Sunday, March 21, 2004
When the Replay Lounge is jamming to the tunes of a local rock band, the cans of Pabst Blue Ribbon beer start piling up on tables and chairs.
It is a scene that is being played out across the country, pumping new life into a former-blue collar beer that is decades removed from its heyday.
Matt Sullivan, manager of the Replay Lounge, 946 Mass., said his customers preferred PBR instead of offerings produced by brewery powerhouses Budweiser or Coors.
"PBR is cheap and it's free from the massive ad campaign that Budweiser or Coors have." Sullivan said.
After a steady decline since the 1970s, sales of PBR rose about 5 percent in 2002 and 15 percent in 2003.
In 2001, sales of the 160-year-old brand had fallen to less than 1 million barrels, about one-tenth its peak in 1975, said Pabst Brewing Co. senior brand manager Neal Stewart.
It was about three years ago that Pabst's comeback started.
There had been no change in marketing. Pabst somehow appealed to trendsetters: punk rockers, people into bluegrass, kayakers and mountain bicyclists, Stewart said.
The brand is the top seller in Portland's Lutz Tavern, which began carrying it in 1999 to replace a discontinued regional beer.
"It's really popular with not only the college students but also the working class guy and the Social Security crowd," said Lilias Barisich, whose family has operated the Portland bar since 1954.
The revival spread to cities like San Francisco and Seattle before hopping across the country to the Northeast, Stewart said. By some accounts, its young buyers are rebelling against established, mass-marketed brands.
"There's a theory that there's a niche out here for a consumer that's anti-marketing," said Eric Shepard, executive editor of Beer Marketer's Insights.
Shawn Hogan is the assistant manager at Lawrence's Pat's Blue Rib'N Barbeque, 1618 W. 23rd St. The restaurant has PBR specials everyday.
Hogan said that PBR was becoming a trend because it's not a mainstream beer. He said the people who drink PBR the most are indie-rockers, which is the same crowd that The Replay Lounge serves on a regular basis.
The San Antonio-based Pabst Brewing Co.'s marketing strategy -- or lack thereof -- eschews conventional advertising in favor of generating word-of-mouth buzz.
While you won't find any Pabst commercials on NFL telecasts or FM radio, Stewart said you might notice the company sponsoring an art gallery opening or running ads for bands in local publications. But chances are, the only place you'll see the Pabst logo is at a local bar or convenience store beer aisle. The company's marketing budget is minuscule by industry standards.

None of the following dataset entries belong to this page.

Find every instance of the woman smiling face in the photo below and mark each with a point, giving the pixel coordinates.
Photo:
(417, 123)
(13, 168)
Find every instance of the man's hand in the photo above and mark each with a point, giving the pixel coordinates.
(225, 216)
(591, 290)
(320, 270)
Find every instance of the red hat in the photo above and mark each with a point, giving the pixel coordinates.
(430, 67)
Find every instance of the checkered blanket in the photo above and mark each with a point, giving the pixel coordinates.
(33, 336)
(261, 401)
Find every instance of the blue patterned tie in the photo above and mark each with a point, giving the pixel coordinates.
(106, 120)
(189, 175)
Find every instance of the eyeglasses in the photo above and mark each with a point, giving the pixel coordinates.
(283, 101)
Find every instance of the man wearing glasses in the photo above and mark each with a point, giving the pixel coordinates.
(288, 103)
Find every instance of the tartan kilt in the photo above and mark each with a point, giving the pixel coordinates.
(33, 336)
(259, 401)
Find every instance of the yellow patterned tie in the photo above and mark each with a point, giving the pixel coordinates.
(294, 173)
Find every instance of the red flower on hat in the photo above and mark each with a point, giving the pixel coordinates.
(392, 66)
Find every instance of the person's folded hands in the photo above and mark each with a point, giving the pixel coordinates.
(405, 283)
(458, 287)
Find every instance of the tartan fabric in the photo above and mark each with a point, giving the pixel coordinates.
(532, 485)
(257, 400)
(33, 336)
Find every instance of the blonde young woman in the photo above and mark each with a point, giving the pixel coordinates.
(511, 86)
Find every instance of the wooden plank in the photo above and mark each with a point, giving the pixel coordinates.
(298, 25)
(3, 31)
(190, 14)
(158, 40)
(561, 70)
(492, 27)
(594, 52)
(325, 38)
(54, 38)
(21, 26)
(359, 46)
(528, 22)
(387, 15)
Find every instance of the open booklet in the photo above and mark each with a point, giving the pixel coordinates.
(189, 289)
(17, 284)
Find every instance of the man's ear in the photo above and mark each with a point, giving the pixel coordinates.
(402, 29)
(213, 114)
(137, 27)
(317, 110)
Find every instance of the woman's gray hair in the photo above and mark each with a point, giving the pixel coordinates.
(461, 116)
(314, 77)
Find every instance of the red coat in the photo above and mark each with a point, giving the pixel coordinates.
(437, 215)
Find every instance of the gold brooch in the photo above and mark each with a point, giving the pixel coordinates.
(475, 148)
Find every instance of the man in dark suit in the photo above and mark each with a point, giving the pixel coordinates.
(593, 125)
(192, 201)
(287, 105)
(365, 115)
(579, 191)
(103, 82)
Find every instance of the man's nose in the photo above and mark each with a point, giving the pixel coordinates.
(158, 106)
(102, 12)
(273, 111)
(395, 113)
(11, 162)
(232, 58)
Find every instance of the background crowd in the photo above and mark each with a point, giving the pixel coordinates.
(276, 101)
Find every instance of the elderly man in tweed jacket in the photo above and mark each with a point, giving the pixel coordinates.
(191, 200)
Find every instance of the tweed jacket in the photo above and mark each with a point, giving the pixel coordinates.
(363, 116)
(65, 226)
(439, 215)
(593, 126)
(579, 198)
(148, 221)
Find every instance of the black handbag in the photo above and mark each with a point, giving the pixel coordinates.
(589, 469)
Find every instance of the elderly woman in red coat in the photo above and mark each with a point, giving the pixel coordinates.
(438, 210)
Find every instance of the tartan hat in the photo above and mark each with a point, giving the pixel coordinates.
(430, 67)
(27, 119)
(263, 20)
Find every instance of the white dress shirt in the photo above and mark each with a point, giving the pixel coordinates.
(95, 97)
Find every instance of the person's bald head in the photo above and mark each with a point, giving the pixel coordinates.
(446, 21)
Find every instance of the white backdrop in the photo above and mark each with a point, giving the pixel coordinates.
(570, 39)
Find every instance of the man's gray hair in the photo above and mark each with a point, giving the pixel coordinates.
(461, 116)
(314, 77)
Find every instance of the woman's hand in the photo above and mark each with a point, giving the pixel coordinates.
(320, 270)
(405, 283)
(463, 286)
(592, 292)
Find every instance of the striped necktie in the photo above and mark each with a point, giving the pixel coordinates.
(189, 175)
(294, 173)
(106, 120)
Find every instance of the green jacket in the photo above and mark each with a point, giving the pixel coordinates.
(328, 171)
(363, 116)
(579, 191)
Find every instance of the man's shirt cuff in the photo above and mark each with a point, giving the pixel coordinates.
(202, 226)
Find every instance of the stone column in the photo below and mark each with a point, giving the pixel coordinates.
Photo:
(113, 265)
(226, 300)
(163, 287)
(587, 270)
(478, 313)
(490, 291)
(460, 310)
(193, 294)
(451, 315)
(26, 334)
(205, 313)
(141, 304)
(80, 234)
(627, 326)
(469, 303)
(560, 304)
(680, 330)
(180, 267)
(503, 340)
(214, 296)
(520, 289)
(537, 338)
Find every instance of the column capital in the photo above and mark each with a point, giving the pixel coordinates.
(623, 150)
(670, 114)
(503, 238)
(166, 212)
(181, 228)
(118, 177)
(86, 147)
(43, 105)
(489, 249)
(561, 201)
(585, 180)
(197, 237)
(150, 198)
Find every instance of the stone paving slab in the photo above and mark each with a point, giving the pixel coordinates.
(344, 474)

In 2002, Pabst spent $427,000 on measured media, which includes television, magazines, billboards, radio and newspapers, compared to Anheuser-Busch's $419 million and Miller's $275 million.
Distributors across the country confirm the brand's success but say they don't quite understand it. In Nashville, Tenn., sales shot up 99 percent in 2003, said John Curley, DET Distributing Co. general manager.
"It's almost got this cult-type following," he said. "I have never seen that kind of growth, especially in a brand that's been down and out."
On Chicago's north side, Louis Glunz Beer Inc. added Pabst to a list of beers it recommends to bars and stores after sales went up by about 35 percent in each of the past two years, said general manager Jerry Glunz.
"Pabst was not that kind of beer you had to sell in only the cheap joints anymore," he said.
Despite PBR's success, its parent company is still a distant fourth in the domestic beer market, Shepard said. In 2003, the Pabst Brewing Co. sold an estimated 8 million barrels overall and 1 million barrels of PBR, while Anheuser-Busch sold about 103 million barrels, Miller 38 million and Coors 22 million.
"It's a nice story for Pabst that Pabst Blue Ribbon has caught on and is quite popular in many markets, but I don't know if any of the major brewers are quaking in their boots," Shepard said.
-- The Associated Press contributed to this story.